Emilia Romagna. Incontro sulle estrazioni di idrocarburi in mare. Legambiente: ‘La Regione latita’.

Emilia Romagna. Incontro sulle estrazioni di idrocarburi in mare. Legambiente: ‘La Regione latita’.
Piattaforma in mare, foto di repertorio

ITALIA & AMBIENTE. Preoccupante l’assenza dell’Emilia Romagna al tavolo permanente sulle estrazioni di idrocarburi in mare. Legambiente chiede all’assessore Muzzarelli se questa mancanza corrisponda a particolari scelte politiche e strategiche:

MARI E COSTE IN PERICOLO. “I nostri mari e le nostre coste sono continuamente minacciati dalle prospezioni e dalle trivelle per la ricerca e l’estrazione di idrocarburi.
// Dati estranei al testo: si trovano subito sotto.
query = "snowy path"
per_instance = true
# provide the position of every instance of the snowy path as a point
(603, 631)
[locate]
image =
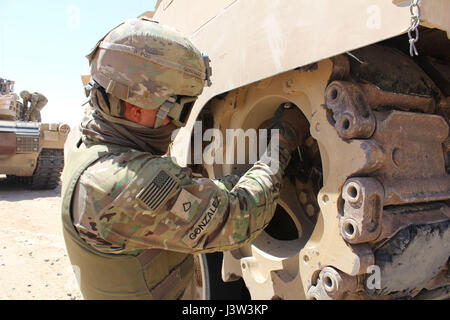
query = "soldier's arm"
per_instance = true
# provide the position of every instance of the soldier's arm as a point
(122, 210)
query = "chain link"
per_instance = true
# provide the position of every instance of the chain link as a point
(413, 32)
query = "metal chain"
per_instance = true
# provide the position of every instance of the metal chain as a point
(413, 32)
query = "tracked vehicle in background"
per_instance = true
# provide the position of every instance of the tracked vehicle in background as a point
(365, 208)
(31, 153)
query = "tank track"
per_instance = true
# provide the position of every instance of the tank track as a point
(47, 173)
(382, 128)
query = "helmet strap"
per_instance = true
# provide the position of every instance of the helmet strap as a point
(163, 111)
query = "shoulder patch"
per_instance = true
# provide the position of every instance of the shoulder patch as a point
(155, 194)
(185, 205)
(205, 221)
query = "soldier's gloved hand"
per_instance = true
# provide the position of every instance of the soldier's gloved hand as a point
(292, 124)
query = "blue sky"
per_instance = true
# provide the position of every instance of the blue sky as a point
(43, 45)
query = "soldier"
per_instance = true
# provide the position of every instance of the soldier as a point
(132, 217)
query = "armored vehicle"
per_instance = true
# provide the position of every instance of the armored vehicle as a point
(31, 152)
(364, 211)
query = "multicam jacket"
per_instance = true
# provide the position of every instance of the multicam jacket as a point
(130, 201)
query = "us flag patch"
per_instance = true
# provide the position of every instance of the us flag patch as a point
(157, 191)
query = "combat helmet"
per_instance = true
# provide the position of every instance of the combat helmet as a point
(151, 66)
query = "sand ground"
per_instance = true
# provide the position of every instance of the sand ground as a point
(33, 261)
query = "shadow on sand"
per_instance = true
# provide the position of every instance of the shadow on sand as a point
(12, 192)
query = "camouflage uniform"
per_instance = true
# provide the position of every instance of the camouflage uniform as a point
(133, 218)
(132, 201)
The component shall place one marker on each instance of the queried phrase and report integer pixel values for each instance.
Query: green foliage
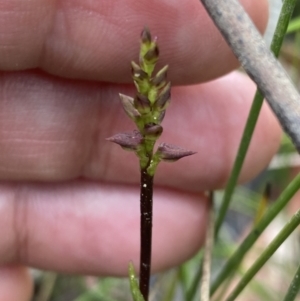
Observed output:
(134, 287)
Una condizione che si andrà aggravando se non si cancellerà al più presto l’articolo 35 del decreto “Cresci Italia” (d.l. 83/2012), che potrebbe dare il via libera ad almeno 70 piattaforme di estrazione di petrolio le quali, sommate alle 9 già attive nel mare italiano, darà un totale di 29.700 kmq di superficie marina sfruttata.
A richiedere l’abrogazione dell’articolo voluto dal ministro dello Sviluppo economico Corrado Passera, non sono solamente le maggiori associazioni ambientaliste – Legambiente, Greenpeace, WWF – ma anche gran parte delle regioni affacciate sul mare Adriatico.

UN TAVOLO PERMANENTE. Lo scorso 9 di novembre, infatti, si è costituito a Venezia un tavolo permanente di confronto tra Regioni e Paesi delle due sponde per definire principi e regole comuni per uno sviluppo sostenibile, e per creare una regìa unica e condivisa che determini i criteri per l’autorizzazione di estrazioni di idrocarburi in mare. Riuniti nella laguna veneta, i Consigli regionali di Veneto, Puglia, Friuli-Venezia Giulia, Abruzzo e Marche, si sono fatti promotori della richiesta di abrogazione – tramite referendum popolare – dell’articolo 35. Tali regioni adriatiche sono riuscite anche a coinvolgere i governi della sponda balcanica: sia il Montenegro che la Slovenia hanno partecipato al tavolo assicurando la propria adesione.

In Italia cresce il protagonismo dei territori e delle istituzioni locali contro l’arrivo di nuove piattaforme petrolifere in mare. È ormai evidente la necessità che il nostro Paese si affranchi definitivamente dal petrolio e dalle fonti fossili, come auspicato da tanti anni da Legambiente, per arrivare a un sistema energetico basato su risparmio, efficienza e produzione di energia da fonti rinnovabili.
La regione Emilia Romagna, invece, latita. Nonostante Legambiente avesse espressamente richiesto, con una lettera del 7 novembre, di aderire alla Conferenza internazionale di Venezia, chiedendo al presidente della Regione Errani, al presidente dell’Assemblea legislativa Richetti e all’assessore alle Attività produttive Muzzarelli di sottoscrivere la proposta lanciata in quell’occasione di creare un fronte unico contro nuove trivelle in Adriatico, su questo non è mai arrivata nessuna risposta.

A ragione di ciò, Legambiente chiede all’assessore Muzzarelli se questa assenza corrisponda anche a scelte politiche e strategie di sviluppo economico ed ambientale differenti rispetto a quelle delle altre regioni coinvolte”.